Bong Joon-Ho’s Parasite is deserving of the praise that’s been piled on it in my opinion and explainer videos from Thomas Flight and Nerdwriter give an idea of the level thought that has gone into the finished film.

I appreciated 1917 nail biting trip the trenches but it was Terrence Malick’s A Hidden Life that made the bigger impression. The film is a beautiful look at the struggles endured by an Austrian conscientious objector and his family during World War II.

Whilst were on World War II, Ari Richter’s illustrated account of his trip to Auschwitz provides a valuable look at how histories are being rewritten by populist governments to serve their own ends.

I can remember Cerith Wyn Evans’ work catching my eye at the Tate Britain and it’s great to see him have the whole of White Cube Bermondsey to explore his artistic vision. Well worth a visit.

Tools

Aegisub: Whilst the open source software’s website looks like it’s something from an earlier era, the tool for creating subtitles hits the spot if you’re posting videos to Twitter or other video platforms. I used this for our recent Bobby Seagull video for our petition to end library austerity.
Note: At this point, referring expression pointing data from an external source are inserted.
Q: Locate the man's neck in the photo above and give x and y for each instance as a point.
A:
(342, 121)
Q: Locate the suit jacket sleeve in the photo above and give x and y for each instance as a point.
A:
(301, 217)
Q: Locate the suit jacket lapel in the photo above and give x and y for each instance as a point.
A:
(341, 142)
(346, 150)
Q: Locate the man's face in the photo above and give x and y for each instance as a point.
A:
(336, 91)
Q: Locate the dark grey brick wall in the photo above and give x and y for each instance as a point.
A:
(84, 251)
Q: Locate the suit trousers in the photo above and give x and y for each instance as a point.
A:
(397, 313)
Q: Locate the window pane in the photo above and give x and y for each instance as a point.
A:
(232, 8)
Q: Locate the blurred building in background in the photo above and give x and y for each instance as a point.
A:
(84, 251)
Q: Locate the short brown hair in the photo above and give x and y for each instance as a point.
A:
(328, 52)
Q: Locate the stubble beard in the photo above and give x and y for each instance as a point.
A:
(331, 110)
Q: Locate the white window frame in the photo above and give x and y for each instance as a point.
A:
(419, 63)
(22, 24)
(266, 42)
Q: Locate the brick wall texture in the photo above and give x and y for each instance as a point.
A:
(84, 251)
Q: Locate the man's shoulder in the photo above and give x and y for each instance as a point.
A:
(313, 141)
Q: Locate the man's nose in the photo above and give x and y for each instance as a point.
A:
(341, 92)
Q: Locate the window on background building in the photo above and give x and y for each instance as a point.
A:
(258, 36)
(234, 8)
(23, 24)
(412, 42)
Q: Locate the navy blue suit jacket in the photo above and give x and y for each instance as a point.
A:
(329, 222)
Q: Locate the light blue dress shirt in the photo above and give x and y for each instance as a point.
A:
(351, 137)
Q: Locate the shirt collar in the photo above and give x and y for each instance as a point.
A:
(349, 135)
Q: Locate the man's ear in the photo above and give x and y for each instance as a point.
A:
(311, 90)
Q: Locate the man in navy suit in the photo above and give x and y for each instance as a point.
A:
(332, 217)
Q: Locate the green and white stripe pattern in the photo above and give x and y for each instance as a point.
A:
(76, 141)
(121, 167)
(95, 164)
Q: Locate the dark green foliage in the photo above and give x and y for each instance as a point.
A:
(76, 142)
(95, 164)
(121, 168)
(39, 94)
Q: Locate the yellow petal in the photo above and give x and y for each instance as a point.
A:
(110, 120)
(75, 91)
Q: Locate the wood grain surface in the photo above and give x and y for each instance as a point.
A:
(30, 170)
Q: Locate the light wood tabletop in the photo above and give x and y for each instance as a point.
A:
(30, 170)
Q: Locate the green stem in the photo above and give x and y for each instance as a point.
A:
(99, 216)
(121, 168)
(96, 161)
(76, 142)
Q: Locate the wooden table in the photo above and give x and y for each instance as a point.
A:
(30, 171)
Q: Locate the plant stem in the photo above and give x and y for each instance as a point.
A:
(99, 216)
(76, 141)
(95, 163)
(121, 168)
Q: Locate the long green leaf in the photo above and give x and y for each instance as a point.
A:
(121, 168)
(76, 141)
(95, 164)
DIY Captions Launcher for Youtube: Transcribing video is a painful task I wouldn’t wish on anyone. Google has been doing great work with its subtitling technology and this Chrome Extension helps you pull down transcripts. There’s inevitably going to be some corrections involved but it does much of the leg work for you. In my case, this has been great for transcribing videos from CILIP Conference’s last year, I task I fear would otherwise never have been completed.